Does hiding things from humans with display:none or visibility:0 work against bots. Don’t they look at the styling? Even stacked elements should be discernible.

fsfasfd 2 hours ago | parent | prev [-]

If something is not NOT human, then it is human. :)

luke_s an hour ago | parent | next [-]

Ha! So basically to get in to a site protected by it, you need to _fail_ the HATCHA.

steve_woody 2 hours ago | parent | prev [-]

irrefutable logic

ansgar77 an hour ago | parent | prev | next [-]

I'm honestly not sure if that's satire or not. Like I feel this wouldn't work, right? Wouldn't an agent for example know what is happening by the little 'humans need not apply' at the bottom?

rvz an hour ago | parent | prev | next [-]

This is quite frankly unnecessary. Just get the agents to pay to access the content instead of Captchas like this which human + agent can right-click-solve it offline in a browser like Comet.

WaitWaitWha an hour ago | parent [-]

> human + agent can right-click-solve it offline in a browser like Comet

You are almost certainly right. And yet, this is a good start. I did not think of this, so kudos to mondaycom.

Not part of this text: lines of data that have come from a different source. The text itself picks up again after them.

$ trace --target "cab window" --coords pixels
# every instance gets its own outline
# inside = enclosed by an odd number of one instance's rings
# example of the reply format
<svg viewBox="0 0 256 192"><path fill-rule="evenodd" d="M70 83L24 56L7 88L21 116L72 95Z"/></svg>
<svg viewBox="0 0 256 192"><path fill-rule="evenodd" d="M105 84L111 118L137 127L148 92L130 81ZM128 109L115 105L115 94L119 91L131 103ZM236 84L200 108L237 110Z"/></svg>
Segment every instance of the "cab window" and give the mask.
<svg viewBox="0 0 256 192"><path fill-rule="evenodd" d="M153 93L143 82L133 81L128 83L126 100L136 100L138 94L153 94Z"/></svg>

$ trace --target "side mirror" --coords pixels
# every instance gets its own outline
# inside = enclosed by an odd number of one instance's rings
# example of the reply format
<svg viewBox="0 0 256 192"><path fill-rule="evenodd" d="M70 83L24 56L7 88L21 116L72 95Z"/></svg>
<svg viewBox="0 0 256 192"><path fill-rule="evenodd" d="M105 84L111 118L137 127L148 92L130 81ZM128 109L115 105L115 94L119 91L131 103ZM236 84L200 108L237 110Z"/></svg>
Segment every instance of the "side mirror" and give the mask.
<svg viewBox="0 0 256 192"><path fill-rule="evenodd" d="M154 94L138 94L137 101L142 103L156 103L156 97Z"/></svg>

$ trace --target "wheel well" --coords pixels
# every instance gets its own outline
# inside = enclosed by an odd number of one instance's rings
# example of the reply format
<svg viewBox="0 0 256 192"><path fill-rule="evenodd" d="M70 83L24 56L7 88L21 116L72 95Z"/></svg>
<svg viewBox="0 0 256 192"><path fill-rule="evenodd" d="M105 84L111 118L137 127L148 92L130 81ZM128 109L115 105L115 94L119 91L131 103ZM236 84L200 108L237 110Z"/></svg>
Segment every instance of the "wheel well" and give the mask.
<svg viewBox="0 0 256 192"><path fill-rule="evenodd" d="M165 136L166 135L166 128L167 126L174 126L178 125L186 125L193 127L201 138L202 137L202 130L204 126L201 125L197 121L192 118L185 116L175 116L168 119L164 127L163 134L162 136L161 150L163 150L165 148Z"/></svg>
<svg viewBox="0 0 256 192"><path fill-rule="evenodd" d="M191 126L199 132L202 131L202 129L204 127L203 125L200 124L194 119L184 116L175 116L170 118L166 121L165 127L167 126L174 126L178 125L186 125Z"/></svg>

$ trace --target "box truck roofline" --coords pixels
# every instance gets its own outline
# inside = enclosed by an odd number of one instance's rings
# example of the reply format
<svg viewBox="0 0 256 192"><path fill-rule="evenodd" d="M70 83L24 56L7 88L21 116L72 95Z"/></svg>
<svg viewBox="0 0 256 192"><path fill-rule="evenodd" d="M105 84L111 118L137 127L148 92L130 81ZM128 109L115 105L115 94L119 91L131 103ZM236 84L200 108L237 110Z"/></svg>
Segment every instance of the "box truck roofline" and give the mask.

> Just get the agents to pay to access the content

How would you identify who is a human versus agent?

How would you get them to pay? Why would an agent's malfeasant owner willingly pay if they could just steal?

truthbe an hour ago | parent | prev [-]

I'm more curious about who greenlit this project at Monday. Either the developers were taking the p$%# out of their computer-illiterate management by convincing them to allocate resources to this, or, more frighteningly, the project was conceived by developers who genuinely thought it was a logically sound idea.

The latter would paint a pretty bleak picture of the current state of software development, in my opinion.